All dev scripts are defined in pyproject.toml under [tool.hatch.envs.default.scripts]. Run hatch run to see available commands.

Migrating an existing checkout

If you previously created .venv/ with python -m venv or via IDE auto-discovery, delete it before the first hatch run. Hatch's behaviour on a pre-existing non-uv venv is not guaranteed (it may reuse, rebuild, or fail depending on what metadata it finds), and a reused stdlib venv will be missing the dev / docs / bench feature installs.

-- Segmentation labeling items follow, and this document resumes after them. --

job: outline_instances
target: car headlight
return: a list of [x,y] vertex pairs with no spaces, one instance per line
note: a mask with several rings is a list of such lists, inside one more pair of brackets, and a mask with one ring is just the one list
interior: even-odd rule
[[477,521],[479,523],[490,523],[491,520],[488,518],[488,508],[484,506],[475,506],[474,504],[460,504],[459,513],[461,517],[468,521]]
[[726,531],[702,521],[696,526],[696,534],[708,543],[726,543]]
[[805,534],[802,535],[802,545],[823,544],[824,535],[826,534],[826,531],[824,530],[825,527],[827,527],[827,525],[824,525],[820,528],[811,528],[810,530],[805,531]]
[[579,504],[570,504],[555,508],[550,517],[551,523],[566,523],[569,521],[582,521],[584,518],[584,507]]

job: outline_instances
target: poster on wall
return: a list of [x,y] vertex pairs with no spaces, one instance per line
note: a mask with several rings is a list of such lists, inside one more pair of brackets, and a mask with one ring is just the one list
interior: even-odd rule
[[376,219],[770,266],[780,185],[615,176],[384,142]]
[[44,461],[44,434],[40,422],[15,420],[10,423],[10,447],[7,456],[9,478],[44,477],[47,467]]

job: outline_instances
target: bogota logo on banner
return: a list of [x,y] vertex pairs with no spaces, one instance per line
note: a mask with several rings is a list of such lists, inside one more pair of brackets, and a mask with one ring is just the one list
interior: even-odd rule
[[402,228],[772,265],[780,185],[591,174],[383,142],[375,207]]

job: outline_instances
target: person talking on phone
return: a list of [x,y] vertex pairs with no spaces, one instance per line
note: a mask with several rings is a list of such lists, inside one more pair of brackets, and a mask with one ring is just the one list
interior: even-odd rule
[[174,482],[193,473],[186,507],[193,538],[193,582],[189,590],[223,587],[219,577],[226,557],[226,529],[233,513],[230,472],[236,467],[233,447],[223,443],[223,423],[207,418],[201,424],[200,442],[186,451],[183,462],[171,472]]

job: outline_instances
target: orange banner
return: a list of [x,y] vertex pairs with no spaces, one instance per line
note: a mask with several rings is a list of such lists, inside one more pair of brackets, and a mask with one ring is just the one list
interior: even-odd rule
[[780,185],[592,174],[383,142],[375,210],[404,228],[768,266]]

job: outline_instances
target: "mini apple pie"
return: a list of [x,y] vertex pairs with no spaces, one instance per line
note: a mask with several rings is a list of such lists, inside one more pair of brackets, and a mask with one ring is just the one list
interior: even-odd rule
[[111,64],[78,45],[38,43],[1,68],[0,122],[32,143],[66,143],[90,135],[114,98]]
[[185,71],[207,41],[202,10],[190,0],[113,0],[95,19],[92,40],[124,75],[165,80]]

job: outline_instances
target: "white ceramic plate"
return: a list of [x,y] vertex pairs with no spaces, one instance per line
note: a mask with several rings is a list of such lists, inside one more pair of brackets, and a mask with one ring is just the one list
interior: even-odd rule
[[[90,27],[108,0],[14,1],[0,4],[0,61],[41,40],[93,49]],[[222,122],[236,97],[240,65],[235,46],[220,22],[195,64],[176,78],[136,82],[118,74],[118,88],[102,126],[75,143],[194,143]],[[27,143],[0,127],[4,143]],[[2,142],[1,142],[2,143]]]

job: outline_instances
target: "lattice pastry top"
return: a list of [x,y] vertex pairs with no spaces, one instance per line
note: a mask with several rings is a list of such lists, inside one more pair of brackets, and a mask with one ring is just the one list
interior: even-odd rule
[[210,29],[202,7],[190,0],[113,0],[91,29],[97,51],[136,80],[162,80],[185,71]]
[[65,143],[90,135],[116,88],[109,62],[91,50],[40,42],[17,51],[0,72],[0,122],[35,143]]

On Windows, close any IDE / language server / running pytest that has file handles inside .venv\ before deleting — otherwise the delete fails with WinError 32 (file in use).

rm -rf .venv                       # Linux / macOS
Remove-Item -Recurse -Force .venv  # PowerShell

Commit Signing

All commits should be signed for supply chain transparency. GitHub Vigilant Mode is enabled on the repository — unsigned commits show as "Unverified".

Setup (SSH signing, one-time)

# Tell Git to use SSH for signing
git config --global gpg.format ssh
git config --global user.signingkey ~/.ssh/<your-key>.pub
git config --global commit.gpgSign true
git config --global tag.gpgSign true

Then upload your public key to GitHub as a Signing Key (not Authentication): Settings > SSH and GPG keys > New SSH key > Key type: Signing Key.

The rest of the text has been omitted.